Applied machine learning
This course will expose students to a variety of data mining applications using machine learning methods.
Students who finish this class should:
- Gain an intuitive understanding of basic machine learning methods
- Understand how fitting models can help explore patterns in data
- Understand how to assess models and clustering in different usecases
Prerequisites
- An introductory statistics class
- Basic probability distributions (e.g. Gaussian, binomial distributions and their likelihoods)
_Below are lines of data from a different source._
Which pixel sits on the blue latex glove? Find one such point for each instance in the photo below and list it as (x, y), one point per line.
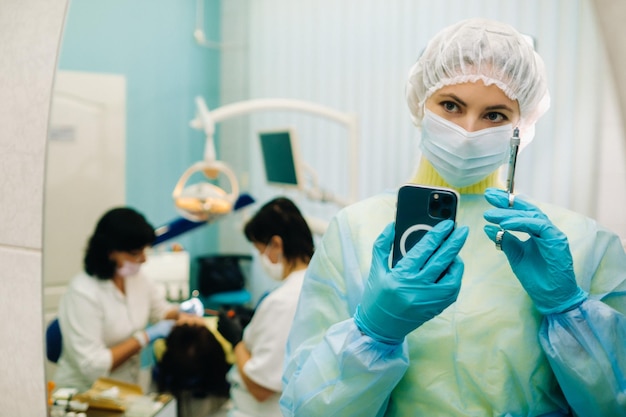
(159, 330)
(192, 306)
(543, 263)
(397, 301)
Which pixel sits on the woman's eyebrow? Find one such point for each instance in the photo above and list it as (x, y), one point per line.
(499, 107)
(453, 97)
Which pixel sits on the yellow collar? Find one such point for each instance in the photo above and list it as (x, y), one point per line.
(426, 175)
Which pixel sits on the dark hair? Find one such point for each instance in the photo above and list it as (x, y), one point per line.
(281, 217)
(119, 229)
(195, 361)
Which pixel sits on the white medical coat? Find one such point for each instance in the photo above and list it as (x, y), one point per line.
(94, 315)
(265, 337)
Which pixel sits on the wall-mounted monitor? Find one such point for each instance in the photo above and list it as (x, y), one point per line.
(281, 157)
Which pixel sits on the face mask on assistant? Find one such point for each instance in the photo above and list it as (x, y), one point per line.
(273, 270)
(128, 269)
(463, 158)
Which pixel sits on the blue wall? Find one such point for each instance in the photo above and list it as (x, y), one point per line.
(151, 43)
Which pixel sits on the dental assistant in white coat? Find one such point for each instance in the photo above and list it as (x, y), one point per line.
(106, 309)
(283, 239)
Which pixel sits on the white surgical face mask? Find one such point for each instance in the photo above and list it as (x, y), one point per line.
(463, 158)
(128, 269)
(273, 270)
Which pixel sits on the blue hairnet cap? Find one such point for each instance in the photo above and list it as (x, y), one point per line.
(487, 50)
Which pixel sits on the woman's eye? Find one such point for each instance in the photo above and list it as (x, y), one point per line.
(496, 117)
(450, 106)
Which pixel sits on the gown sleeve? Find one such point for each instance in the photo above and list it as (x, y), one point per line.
(586, 347)
(329, 363)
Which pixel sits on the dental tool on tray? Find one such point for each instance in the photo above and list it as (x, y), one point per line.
(515, 141)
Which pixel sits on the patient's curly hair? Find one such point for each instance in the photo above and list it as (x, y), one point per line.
(193, 361)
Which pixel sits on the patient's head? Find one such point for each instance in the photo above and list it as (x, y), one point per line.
(194, 360)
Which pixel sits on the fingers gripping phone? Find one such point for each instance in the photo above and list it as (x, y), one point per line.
(418, 210)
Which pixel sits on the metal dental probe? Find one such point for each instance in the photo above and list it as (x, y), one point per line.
(515, 141)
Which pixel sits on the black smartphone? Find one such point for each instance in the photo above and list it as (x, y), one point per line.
(419, 209)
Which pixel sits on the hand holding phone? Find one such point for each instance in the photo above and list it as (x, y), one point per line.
(419, 208)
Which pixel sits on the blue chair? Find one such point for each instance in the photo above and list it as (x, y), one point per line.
(54, 341)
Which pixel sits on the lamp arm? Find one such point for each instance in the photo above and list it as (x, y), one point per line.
(249, 106)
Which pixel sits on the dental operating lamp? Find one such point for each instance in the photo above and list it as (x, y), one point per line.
(204, 202)
(206, 121)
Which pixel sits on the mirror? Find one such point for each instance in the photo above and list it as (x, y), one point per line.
(148, 67)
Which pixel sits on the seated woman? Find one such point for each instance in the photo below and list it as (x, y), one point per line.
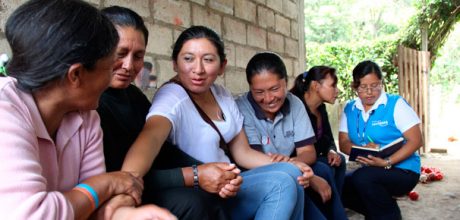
(277, 124)
(375, 119)
(315, 87)
(123, 108)
(50, 137)
(203, 121)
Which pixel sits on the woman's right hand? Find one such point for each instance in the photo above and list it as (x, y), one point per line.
(307, 173)
(145, 212)
(122, 182)
(213, 177)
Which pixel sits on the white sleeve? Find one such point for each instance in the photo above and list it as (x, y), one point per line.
(343, 127)
(405, 117)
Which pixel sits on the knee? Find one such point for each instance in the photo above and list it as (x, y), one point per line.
(322, 170)
(288, 168)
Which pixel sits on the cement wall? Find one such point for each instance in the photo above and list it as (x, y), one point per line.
(247, 26)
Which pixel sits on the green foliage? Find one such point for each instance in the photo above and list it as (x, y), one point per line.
(439, 18)
(342, 33)
(446, 69)
(344, 57)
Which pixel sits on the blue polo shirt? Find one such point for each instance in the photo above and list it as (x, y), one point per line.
(290, 129)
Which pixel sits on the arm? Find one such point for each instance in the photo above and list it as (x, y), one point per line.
(147, 145)
(244, 155)
(306, 154)
(414, 141)
(345, 143)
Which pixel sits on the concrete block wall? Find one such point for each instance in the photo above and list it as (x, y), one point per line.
(247, 27)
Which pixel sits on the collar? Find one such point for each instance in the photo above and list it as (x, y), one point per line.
(285, 108)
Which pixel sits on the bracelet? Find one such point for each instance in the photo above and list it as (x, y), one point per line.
(89, 192)
(195, 176)
(388, 166)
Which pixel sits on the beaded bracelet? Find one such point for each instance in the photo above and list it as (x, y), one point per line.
(89, 192)
(195, 176)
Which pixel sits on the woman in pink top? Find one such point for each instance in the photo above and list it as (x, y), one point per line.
(50, 137)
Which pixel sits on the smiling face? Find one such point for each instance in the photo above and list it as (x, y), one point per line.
(369, 90)
(269, 92)
(198, 65)
(327, 90)
(95, 81)
(130, 52)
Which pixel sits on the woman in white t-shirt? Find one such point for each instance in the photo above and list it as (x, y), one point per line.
(198, 58)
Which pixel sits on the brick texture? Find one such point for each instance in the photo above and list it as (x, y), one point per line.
(246, 26)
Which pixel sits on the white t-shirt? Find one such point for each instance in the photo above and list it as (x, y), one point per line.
(405, 117)
(189, 131)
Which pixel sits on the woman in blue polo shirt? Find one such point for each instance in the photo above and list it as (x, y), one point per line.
(374, 119)
(277, 124)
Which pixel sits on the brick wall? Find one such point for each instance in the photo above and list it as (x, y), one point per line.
(247, 26)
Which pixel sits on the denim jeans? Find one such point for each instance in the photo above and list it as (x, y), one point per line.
(314, 207)
(337, 172)
(269, 192)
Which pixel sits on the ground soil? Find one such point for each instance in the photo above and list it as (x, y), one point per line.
(437, 200)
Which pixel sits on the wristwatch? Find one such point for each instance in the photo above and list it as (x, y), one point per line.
(388, 166)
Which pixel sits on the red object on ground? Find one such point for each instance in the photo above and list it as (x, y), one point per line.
(413, 195)
(429, 174)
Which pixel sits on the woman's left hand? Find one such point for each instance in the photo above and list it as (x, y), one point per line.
(307, 173)
(334, 158)
(108, 208)
(371, 161)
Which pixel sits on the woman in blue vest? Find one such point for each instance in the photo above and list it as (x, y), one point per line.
(375, 119)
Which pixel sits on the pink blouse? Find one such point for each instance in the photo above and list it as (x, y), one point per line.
(34, 169)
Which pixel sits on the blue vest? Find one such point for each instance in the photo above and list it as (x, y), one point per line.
(380, 127)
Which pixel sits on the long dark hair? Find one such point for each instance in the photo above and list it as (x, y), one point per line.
(47, 37)
(317, 73)
(125, 17)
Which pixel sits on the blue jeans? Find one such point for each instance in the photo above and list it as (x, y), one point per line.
(337, 172)
(269, 192)
(314, 207)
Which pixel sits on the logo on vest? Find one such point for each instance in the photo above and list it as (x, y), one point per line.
(380, 123)
(289, 134)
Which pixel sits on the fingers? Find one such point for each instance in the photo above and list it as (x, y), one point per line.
(303, 181)
(116, 202)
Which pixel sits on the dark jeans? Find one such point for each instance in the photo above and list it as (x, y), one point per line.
(337, 172)
(370, 191)
(314, 207)
(188, 203)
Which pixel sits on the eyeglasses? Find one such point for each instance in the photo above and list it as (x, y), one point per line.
(374, 87)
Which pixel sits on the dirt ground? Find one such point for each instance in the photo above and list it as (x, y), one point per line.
(437, 200)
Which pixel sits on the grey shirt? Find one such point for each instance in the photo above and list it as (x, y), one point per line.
(290, 129)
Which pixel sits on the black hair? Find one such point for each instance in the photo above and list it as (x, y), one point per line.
(364, 68)
(125, 17)
(196, 32)
(317, 73)
(265, 61)
(47, 37)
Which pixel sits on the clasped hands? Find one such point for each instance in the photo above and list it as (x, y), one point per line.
(307, 172)
(221, 178)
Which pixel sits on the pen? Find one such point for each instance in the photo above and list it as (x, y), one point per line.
(370, 139)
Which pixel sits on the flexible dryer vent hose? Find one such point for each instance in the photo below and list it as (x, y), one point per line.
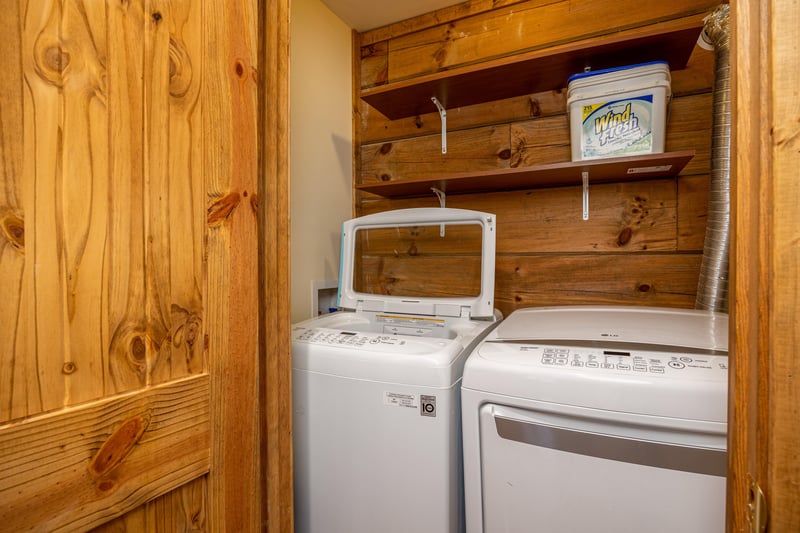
(712, 288)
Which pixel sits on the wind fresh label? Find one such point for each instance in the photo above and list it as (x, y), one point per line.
(617, 128)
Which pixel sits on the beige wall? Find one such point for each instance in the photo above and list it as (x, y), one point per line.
(321, 146)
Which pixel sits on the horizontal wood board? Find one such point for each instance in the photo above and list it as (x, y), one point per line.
(51, 481)
(643, 241)
(532, 72)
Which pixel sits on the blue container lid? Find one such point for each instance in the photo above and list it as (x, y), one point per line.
(590, 73)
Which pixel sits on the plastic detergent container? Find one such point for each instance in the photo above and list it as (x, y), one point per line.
(619, 111)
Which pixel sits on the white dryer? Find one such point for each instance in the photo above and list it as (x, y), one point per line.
(588, 418)
(376, 388)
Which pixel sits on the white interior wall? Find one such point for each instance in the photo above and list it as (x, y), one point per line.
(321, 146)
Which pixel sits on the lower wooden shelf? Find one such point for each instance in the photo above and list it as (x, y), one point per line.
(551, 175)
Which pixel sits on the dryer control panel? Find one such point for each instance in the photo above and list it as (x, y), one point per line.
(346, 338)
(626, 360)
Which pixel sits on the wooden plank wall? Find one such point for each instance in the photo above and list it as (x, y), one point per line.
(129, 266)
(643, 242)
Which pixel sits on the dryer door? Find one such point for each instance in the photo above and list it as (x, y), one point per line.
(572, 471)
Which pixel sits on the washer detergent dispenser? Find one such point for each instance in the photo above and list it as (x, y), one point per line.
(376, 386)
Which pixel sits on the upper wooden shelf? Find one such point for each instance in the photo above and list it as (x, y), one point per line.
(536, 71)
(551, 175)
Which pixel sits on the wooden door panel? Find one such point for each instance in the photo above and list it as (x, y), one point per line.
(73, 470)
(129, 278)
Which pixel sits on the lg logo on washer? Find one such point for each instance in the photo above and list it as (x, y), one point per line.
(427, 405)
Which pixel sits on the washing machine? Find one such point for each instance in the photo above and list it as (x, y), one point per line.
(376, 386)
(590, 418)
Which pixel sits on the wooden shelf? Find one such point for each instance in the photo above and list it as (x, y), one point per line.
(551, 175)
(536, 71)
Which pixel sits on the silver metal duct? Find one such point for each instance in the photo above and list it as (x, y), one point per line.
(712, 288)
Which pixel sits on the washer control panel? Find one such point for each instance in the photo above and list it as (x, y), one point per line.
(329, 337)
(645, 362)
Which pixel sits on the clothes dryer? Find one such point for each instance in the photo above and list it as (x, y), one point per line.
(376, 387)
(595, 418)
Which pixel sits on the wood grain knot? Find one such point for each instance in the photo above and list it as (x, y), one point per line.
(187, 332)
(13, 228)
(535, 108)
(56, 59)
(118, 445)
(624, 236)
(222, 208)
(240, 70)
(138, 349)
(180, 69)
(49, 59)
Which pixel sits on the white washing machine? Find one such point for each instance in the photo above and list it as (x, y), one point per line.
(376, 387)
(602, 419)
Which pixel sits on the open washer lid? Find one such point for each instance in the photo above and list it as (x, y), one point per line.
(480, 305)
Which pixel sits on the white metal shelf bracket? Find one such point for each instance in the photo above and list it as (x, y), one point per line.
(443, 116)
(585, 176)
(440, 194)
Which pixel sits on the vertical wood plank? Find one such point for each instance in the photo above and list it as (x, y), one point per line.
(36, 385)
(275, 388)
(751, 196)
(12, 215)
(230, 159)
(784, 391)
(125, 365)
(175, 199)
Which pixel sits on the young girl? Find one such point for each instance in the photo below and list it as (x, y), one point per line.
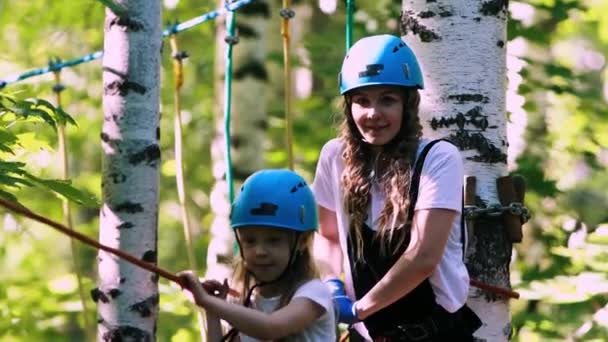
(274, 218)
(398, 240)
- Basic hypothesis testing (e.g. t-test)
- Summary statistics
- Histograms, boxplots, etc
- A computing course involving data wrangling and visualization
- A modeling course that estimated parameters from data
Textbooks / References
- An Introduction to Statistical Learning with Applications in R by Gareth James, Daniela Witten, Trevor Hastie, and Robert Tibshirani
- To collaborate on coding projects, here’s a bare minimum GitHub tutorial. If you ever work officially with code, you should also look into the concept of branches and reviews which are not covered in the tutorial.
Timeline
I reserve the right to change the ordering and the content for the course throughout the semester.
Logistics
Lectures: TuTh 2:40pm - 3:55pm, 602 Hamilton Hall
Teaching Team
- Wayne Tai Lee (wtl2109)
- OH: TuTh 12-2pm at 324 Uris Hall
- Matt Shen (ms7079)
- OH: Monday 11:30-1:30pm at 324 Uris Hall
Online Discussion
The TA and grader will check the online discussion for 30 minutes each weekday. Do not expect an immediate response so please start your work early and understand that you should post your questions more clearly.
Grading
If your final grade is in [93-100], you will earn at least an A, [90-93) will earn at least an A-, [87-90) will earn at least a B+, etc. A grading curves may occur depending on the class performance but I will not curve downwards. I may not give out A+’s in this class.
- Homeworks (20%)
- Late homeworks will receive 0 credit
- Homeworks will receive 0 credit if the code + write up is not submitted in both the .ipynb/.Rmd AND the knitted PDF or HTML form.
- Projects (70%)
- Late projects will be penalized by 50% for each day it’s late.
- Projects should be submitted on Canvas
- Participation (10%)
- Instead of attendance, in class activities, recorded through Canvas, is how we’ll grade this.
- If you surpass 75% here, you’ll receive the full credit for participation.
Acknowledgement
A lot of these materials are based off the materials from Prof Vincent Dorie.